Does she work in Hollywood?

Has she ever talked to anyone from Hollywood?

Has she ever talked to a Republican? 

Her evidence to this drastic shift in allegiance is a link to a Wall Street Journal article that says the MPAA is trying harder to lobby Republicans since the Republicans have a shot of majorities in the House and Senate after the next midterms, as well as an even money crack at the White House in 2016.

However, she then shoots her whole argument down in the very next paragraph by mentioning that the head of the MPAA is a former Democratic Senator named Chris Dodd, the author of the Dodd-Frank financial regulation law.

Now I've done a little research on this topic, and I've learned two things.

1. Republicans HATE Chris Dodd. This is because while in the Senate he was considered one of its most partisan members who many blame for creating the increasingly toxic relationship between parties in the formerly civil Senate.

2. Republicans HATE the Dodd-Frank law. Republicans consider Dodd-Frank a boondoggle that creates acres of needless regulations, promotes political cronyism, and enshrines government bailouts of politically connected corporations.

If "Hollywood is Republican now" then they're not doing it very well. Back when Jack Valenti was the head honcho of the MPAA the organization was a model of playing both sides of the political aisle like a fiddle.

Not so anymore.

By most accounts the MPAA is in a pickle. The Democrats take them and their support for granted, while the Republicans view the MPAA with disdain, and the head of the MPAA as their personal enemy.

And that's not even counting the movies and television shows that cast Republicans, Christians, and conservatives in a bad light. People write whole books about them, and I don't have enough time to put them on this blog.

So why would a smart person like Lexi Alexander make such a silly statement that essentially ruins what started out as a reasoned argument.

I suspect that she's trying to protect herself. Using martial arts strategy to use the opponent's attitudes to shield her own career.

The main thrust of her complaint is that Hollywood is lousy at doing the whole diversity thing it demands of others. Just about every major Hollywood job both on and off screen is dominated by white males. Now the last thing anyone in the Hollywood elite wants to be called is prejudiced, it's a career killer for them, nor does anyone want to openly call Hollywood's elite on their hypocrisy, which is a career killer for the whistleblower. Saying "Hollywood is Republican now" gives the accused elite a way out and protects her as the accuser. They can look at the post, look at their invitation to latest fashionable political fundraiser and say: "Phew, she's not talking about me, she's talking about those other guys, I won't have to destroy her career."

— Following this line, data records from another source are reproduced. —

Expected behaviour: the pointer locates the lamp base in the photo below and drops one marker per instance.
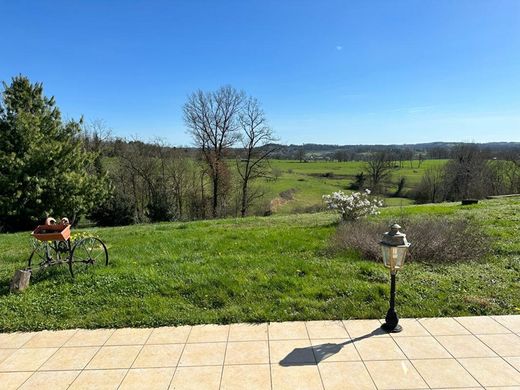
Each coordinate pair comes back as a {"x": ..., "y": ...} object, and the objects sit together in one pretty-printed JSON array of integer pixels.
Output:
[{"x": 391, "y": 329}]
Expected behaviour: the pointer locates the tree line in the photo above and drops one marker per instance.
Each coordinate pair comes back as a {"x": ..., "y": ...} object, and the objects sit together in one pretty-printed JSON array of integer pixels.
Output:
[{"x": 74, "y": 168}]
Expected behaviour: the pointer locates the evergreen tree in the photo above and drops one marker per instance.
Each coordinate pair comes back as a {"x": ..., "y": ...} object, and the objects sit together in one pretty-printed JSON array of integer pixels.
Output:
[{"x": 44, "y": 167}]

It hurts her case, but it protects her career.


The LA Times is concerned that studio blockbusters are suffering precipitous box office drops of 50-75% between the opening weekend and their second weekend.

When I was a kid I noticed that the really big movies were ones that people paid to see it in the theatre more than once. Remember, when I was a kid and if you wanted to see Empire Strikes Back again, you either had to buy a ticket, or wait God-Knows-How-Long before it broadcast on network television.

Nowadays fans see a movie on the opening weekend, and once the thrill of being among the first to see it passes, they're done. If they like the movie, a lot of them figure they'll just buy the Blu-Ray, or see it on Netflix.

The only people these days who want to see something in the theatre more than once are little kids who put flicks like Frozen into the box office stratosphere.

Yet another argument for bringing a little fiscal probity to filmmaking budgets and studio management.